Sometimes when you have this experience you need someone to support you and help you to keep going and find out where you went wrong. Knowing when is the right time to get help is very wise. Seeking support, especially the support of someone who is knowledgeable and well prepared to help you as well as give you encouragement can go a long way towards getting you to your goal of scoring well on the IELTS. I have dedicated my life to helping people, just like you, achieve their dreams of learning to speak English and passing the IELTS, and I offer customised support that focuses on you and giving you the support and help that you need. You can read more about me and the programmes I have developed that might be of help to you here.

A mentor, however, can only show you the way and encourage you. At the end of the day YOU are the one who needs to draw on your inner strength and focus on your dream again and take action to move closer to it. Sometimes that action will be seeking the support of someone who can help, enrolling in classes to get the focused learning that you need to succeed.  Sometimes that action will be as simple as recommitting yourself to mastering English and moving forward with renewed energy and zeal.

Practice

The difference between practice and performance is that one is ‘real’ and the other is preparation for real. If you speak then your purpose is often other than the words and sentences – it is to communicate something to someone. When you write, it is to convey the message, or information, or get an assessment in an exam. On the other hand, when you practise you are trying to perfect your skills for the performance. It’s rather like training in sport or rehearsing in music. It is in the practice where you can experiment with new words and phrases or a new style or new ideas. Practice is the focused way in which you get your skills to performance level. It is here that you can try things out, experiment with new words and phrases or new approaches to writing. You can ask people if you are right or gauge someone’s reaction to your new style or new vocabulary. Try and test, test and try, and you will broaden your language for the ‘real’ times.

But both practice and performance work together to get you those high-level skills that you desire.

Performance

By performance here I mean actually using the language. Speaking and writing as much as you can and making sure that you have an audience to receive this performance, and sometimes even rate you on it! I speak to English learners every day and many of them tell me how they don’t have opportunities to speak or they can’t find anybody to look at their writing. Then, I speak to others who have found themselves language buddies online and they speak every day and assess each other’s writing! You have to try to create opportunities for yourself and it’s so much easier today with the internet.
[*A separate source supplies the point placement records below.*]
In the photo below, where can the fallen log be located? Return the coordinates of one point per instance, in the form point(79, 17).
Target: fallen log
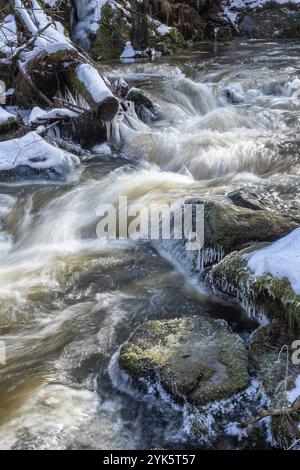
point(48, 63)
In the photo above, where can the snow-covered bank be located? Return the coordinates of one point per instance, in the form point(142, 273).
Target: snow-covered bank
point(6, 118)
point(281, 259)
point(32, 155)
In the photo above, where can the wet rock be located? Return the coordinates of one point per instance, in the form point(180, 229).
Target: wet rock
point(267, 297)
point(230, 227)
point(145, 108)
point(247, 27)
point(32, 156)
point(285, 429)
point(245, 198)
point(193, 359)
point(232, 95)
point(8, 124)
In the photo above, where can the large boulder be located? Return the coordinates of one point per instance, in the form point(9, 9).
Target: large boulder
point(193, 359)
point(265, 280)
point(8, 123)
point(32, 156)
point(228, 227)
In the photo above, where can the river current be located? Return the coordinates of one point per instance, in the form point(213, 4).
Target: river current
point(230, 118)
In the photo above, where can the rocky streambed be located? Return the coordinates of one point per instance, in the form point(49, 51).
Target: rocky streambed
point(131, 344)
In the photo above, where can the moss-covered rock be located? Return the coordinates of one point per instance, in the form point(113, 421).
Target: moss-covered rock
point(264, 295)
point(171, 42)
point(232, 227)
point(193, 359)
point(114, 31)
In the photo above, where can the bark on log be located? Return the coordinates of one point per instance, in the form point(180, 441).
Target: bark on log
point(139, 21)
point(50, 63)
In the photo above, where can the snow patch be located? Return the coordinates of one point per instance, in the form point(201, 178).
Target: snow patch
point(293, 394)
point(281, 259)
point(35, 152)
point(163, 30)
point(38, 114)
point(8, 35)
point(129, 52)
point(6, 118)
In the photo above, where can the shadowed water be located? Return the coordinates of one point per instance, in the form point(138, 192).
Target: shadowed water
point(229, 118)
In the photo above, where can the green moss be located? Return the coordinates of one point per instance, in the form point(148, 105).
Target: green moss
point(231, 227)
point(193, 358)
point(270, 296)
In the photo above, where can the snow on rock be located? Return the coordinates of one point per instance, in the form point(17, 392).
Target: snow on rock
point(8, 35)
point(293, 394)
point(36, 154)
point(94, 84)
point(52, 39)
point(281, 259)
point(88, 14)
point(51, 3)
point(252, 4)
point(38, 114)
point(129, 52)
point(163, 30)
point(6, 118)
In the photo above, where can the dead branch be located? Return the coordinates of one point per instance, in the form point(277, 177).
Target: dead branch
point(295, 407)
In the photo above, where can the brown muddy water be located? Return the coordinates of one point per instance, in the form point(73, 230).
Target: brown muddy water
point(230, 118)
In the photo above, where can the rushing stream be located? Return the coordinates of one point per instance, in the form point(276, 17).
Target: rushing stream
point(230, 117)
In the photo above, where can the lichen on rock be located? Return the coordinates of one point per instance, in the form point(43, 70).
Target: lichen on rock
point(194, 359)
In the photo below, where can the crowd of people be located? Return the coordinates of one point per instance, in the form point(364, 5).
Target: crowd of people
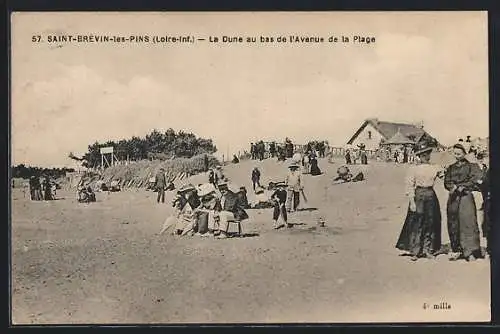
point(208, 208)
point(42, 188)
point(261, 150)
point(421, 232)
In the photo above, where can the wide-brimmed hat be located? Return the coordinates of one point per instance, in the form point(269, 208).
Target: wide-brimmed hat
point(343, 170)
point(205, 189)
point(460, 146)
point(422, 149)
point(186, 188)
point(223, 185)
point(280, 184)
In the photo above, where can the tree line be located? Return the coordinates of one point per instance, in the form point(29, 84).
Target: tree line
point(25, 172)
point(154, 146)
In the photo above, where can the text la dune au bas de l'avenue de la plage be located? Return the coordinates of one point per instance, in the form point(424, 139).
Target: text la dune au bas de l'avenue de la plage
point(159, 39)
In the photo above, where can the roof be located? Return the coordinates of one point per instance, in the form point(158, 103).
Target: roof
point(400, 139)
point(389, 129)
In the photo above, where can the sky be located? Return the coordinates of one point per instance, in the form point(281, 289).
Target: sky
point(430, 67)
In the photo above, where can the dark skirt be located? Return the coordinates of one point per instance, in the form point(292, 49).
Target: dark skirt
point(462, 225)
point(314, 168)
point(421, 233)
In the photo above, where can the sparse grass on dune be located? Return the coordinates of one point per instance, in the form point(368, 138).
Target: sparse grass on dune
point(104, 262)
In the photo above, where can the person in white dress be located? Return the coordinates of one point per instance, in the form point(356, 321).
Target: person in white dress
point(421, 232)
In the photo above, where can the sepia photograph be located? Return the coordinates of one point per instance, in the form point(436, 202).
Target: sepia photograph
point(249, 167)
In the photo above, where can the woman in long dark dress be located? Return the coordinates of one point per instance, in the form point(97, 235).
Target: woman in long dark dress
point(486, 225)
point(313, 161)
point(421, 233)
point(460, 180)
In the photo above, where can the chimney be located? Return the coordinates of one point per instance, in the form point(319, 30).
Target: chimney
point(419, 124)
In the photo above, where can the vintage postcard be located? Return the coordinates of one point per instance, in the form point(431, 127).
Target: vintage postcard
point(249, 167)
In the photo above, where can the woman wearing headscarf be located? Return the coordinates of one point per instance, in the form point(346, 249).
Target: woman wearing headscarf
point(421, 233)
point(461, 179)
point(485, 192)
point(184, 218)
point(313, 161)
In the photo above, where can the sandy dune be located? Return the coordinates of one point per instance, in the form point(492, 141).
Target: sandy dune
point(105, 263)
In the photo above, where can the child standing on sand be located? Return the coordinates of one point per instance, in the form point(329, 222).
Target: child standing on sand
point(279, 199)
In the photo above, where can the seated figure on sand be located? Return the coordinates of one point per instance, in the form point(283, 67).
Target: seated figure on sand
point(344, 175)
point(229, 208)
point(183, 219)
point(85, 194)
point(205, 213)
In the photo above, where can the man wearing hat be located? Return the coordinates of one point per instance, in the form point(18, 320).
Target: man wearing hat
point(185, 204)
point(255, 178)
point(205, 213)
point(160, 184)
point(461, 180)
point(294, 184)
point(228, 208)
point(421, 232)
point(279, 198)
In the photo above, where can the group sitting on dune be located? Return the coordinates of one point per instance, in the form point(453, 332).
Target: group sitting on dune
point(206, 210)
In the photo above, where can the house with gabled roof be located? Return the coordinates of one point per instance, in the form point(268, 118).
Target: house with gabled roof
point(373, 132)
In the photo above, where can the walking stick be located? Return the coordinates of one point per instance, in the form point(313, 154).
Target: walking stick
point(303, 195)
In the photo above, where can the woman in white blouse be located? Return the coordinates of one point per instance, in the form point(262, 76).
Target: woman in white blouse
point(421, 233)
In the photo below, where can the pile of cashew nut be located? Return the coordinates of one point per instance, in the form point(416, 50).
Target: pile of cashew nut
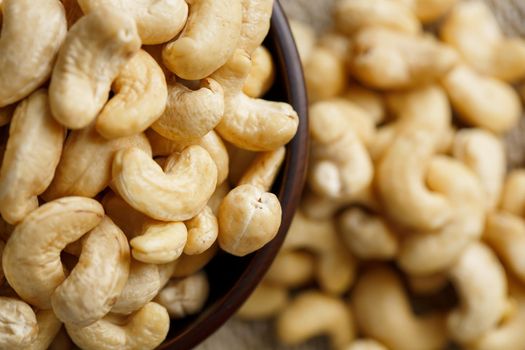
point(119, 123)
point(408, 197)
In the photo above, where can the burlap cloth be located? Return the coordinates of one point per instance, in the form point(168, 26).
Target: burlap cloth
point(240, 335)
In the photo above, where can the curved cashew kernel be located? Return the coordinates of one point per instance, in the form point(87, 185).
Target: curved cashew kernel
point(264, 169)
point(265, 301)
point(203, 230)
point(179, 194)
point(160, 243)
point(312, 314)
point(157, 21)
point(505, 233)
point(18, 324)
point(140, 98)
point(48, 327)
point(31, 258)
point(92, 288)
point(304, 37)
point(146, 329)
point(370, 101)
point(481, 283)
point(352, 15)
point(325, 74)
point(291, 269)
point(95, 50)
point(252, 124)
point(190, 264)
point(377, 296)
point(262, 73)
point(210, 37)
point(385, 59)
point(31, 38)
point(368, 236)
point(493, 54)
point(513, 194)
point(248, 218)
point(418, 254)
point(191, 114)
point(32, 154)
point(184, 297)
point(484, 154)
point(85, 166)
point(482, 101)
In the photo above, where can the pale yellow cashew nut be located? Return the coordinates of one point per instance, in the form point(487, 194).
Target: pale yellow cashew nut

One of the very essential parts of many of my programmes that help students excel at the IELTS is that I have a Facebook group where students and teachers of English language can speak together and learn from one another. It is an open forum where you can ask questions and get reliable answers from expert sources! It is also a great way for you to connect with other students and practise your English, written as well as spoken!  This practise is invaluable, fluency comes with use!  This is also why immersion is such a great way to accelerate your learning, to find out more about my immersion programmes, go here. You have to get comfortable with the language, it has to become like second nature to you. You cannot rely on your books alone you MUST get out there and speak and write.

The more you perform the better (especially if you have good feedback) your performance will get.

So, here you are; the 4P approach to getting your language skills to shine and in achieving your dreams of fluency in English and passing the IELTS!